We’ll snack if we want to

The European Association of Obesity has declared that the UK’s culture of endless snacking needs to stop. And the best way to do that, according to the public-health fanatics, is to ban junk food on buses and trains.

The chairman of the National Obesity Forum, Tam Fry, backed the idea, saying: ‘When I was growing up, my mother always taught me never to eat in public. It was the norm then. But somehow, we have become used to the idea of snacking all the time, guzzling on the go, so that our buses and trains are reeking of burgers and the thought of going more than a few hours between meals is long forgotten.’ Other supporters of the ban claim that passengers would welcome the move as it would save them from the temptation of fast food.

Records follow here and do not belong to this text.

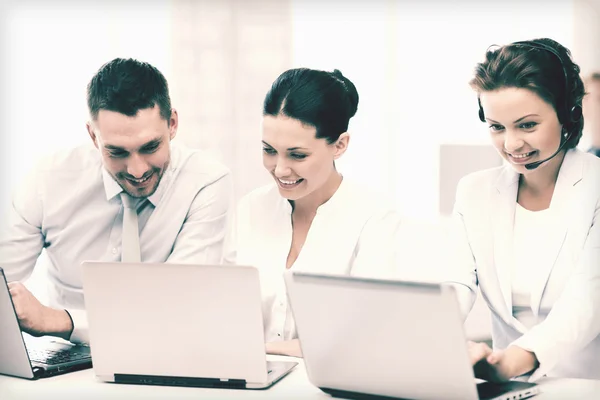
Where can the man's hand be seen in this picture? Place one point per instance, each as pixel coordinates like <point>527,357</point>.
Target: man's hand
<point>285,348</point>
<point>37,319</point>
<point>500,365</point>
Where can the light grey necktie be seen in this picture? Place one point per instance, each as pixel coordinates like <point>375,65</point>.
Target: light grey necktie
<point>130,242</point>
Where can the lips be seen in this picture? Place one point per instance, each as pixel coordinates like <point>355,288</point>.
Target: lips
<point>521,158</point>
<point>139,182</point>
<point>288,183</point>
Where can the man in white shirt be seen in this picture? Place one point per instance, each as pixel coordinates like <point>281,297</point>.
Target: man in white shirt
<point>75,202</point>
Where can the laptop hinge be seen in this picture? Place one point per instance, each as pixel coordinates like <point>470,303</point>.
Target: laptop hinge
<point>180,381</point>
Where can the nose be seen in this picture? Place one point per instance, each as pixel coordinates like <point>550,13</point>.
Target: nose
<point>282,169</point>
<point>136,166</point>
<point>512,141</point>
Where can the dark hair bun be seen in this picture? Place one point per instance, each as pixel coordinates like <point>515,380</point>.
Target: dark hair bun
<point>350,89</point>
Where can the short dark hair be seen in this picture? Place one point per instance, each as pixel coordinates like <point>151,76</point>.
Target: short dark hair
<point>530,66</point>
<point>325,100</point>
<point>127,86</point>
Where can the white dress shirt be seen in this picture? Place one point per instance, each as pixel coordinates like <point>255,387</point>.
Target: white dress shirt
<point>531,236</point>
<point>353,233</point>
<point>71,206</point>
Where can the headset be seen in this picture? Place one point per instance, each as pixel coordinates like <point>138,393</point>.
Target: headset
<point>573,115</point>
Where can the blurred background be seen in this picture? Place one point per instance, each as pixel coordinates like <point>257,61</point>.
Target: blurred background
<point>415,133</point>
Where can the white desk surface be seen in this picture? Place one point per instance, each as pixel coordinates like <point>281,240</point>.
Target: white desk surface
<point>84,385</point>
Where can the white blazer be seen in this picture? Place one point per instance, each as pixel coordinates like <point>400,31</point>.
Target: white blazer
<point>565,298</point>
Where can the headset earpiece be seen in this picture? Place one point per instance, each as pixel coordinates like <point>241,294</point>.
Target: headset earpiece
<point>481,114</point>
<point>575,113</point>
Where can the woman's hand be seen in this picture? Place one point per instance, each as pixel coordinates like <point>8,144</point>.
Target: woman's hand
<point>285,348</point>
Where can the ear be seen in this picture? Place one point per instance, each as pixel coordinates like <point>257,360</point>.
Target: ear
<point>92,134</point>
<point>341,145</point>
<point>173,124</point>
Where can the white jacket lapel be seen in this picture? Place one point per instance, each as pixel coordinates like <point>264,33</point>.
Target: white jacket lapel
<point>503,213</point>
<point>569,175</point>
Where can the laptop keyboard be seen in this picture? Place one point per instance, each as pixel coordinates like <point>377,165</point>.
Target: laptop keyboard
<point>53,357</point>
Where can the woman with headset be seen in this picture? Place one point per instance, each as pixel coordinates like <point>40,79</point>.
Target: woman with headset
<point>528,233</point>
<point>310,218</point>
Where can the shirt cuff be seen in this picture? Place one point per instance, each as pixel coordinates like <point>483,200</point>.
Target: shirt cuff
<point>80,334</point>
<point>546,359</point>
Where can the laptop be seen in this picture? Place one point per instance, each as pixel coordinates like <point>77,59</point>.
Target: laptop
<point>29,357</point>
<point>178,325</point>
<point>366,338</point>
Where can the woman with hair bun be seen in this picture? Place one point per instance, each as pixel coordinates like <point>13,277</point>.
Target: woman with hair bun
<point>311,218</point>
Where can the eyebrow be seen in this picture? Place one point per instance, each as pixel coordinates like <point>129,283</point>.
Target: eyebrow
<point>517,121</point>
<point>289,149</point>
<point>151,143</point>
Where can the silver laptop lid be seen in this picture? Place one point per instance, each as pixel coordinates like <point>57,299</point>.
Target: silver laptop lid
<point>386,338</point>
<point>175,320</point>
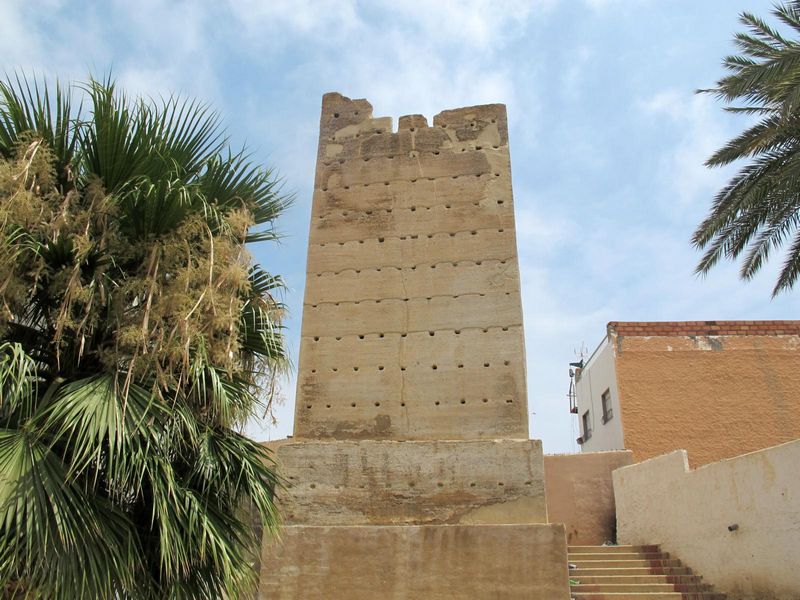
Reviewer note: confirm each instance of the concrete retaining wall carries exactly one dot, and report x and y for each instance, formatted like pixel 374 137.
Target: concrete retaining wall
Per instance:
pixel 580 493
pixel 662 501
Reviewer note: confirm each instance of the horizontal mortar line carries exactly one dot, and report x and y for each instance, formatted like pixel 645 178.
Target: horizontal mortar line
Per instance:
pixel 407 180
pixel 403 334
pixel 455 263
pixel 449 152
pixel 447 206
pixel 409 299
pixel 413 236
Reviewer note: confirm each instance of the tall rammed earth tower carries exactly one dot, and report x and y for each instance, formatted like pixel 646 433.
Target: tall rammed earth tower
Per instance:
pixel 410 474
pixel 412 320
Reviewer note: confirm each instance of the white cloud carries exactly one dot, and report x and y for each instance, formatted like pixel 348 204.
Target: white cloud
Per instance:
pixel 699 119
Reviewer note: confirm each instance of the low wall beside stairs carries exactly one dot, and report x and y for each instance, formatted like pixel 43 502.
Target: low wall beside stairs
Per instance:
pixel 737 521
pixel 580 493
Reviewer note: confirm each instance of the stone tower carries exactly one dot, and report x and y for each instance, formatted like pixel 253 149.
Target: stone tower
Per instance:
pixel 410 473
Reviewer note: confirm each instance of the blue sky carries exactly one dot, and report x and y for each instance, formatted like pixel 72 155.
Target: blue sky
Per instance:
pixel 607 137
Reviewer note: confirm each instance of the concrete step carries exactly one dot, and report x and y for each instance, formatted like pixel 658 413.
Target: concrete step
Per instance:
pixel 632 579
pixel 629 571
pixel 637 587
pixel 618 556
pixel 625 563
pixel 647 596
pixel 611 549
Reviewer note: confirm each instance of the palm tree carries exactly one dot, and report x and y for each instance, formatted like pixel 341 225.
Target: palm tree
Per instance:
pixel 136 335
pixel 758 211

But so what if some people eat burgers on buses, or have five meals a day instead of three? Is this really a matter for the authorities? Fry’s pining for prudish 1970s Britain – when eating on the go was apparently taboo – is faintly ridiculous. If someone eating fast food on public transport is annoying their fellow passengers, that conflict will usually be worked out between those involved. We don’t need bans and regulations to save us from snackers.

This proposal reminds us of the deep snobbery that drives anti-obesity campaigns. Something tells me the crackdown on ‘guzzling on the go’ won’t apply to the Islington twentysomethings snacking on quinoa and vegan falafel on the Overground to Hackney Wick. Fry and his colleagues might frame this as a matter of politeness, but what they really want is to punish certain sections of the public for their lifestyle choices.

Let’s tell the busybodies that we’ll snack if we want to.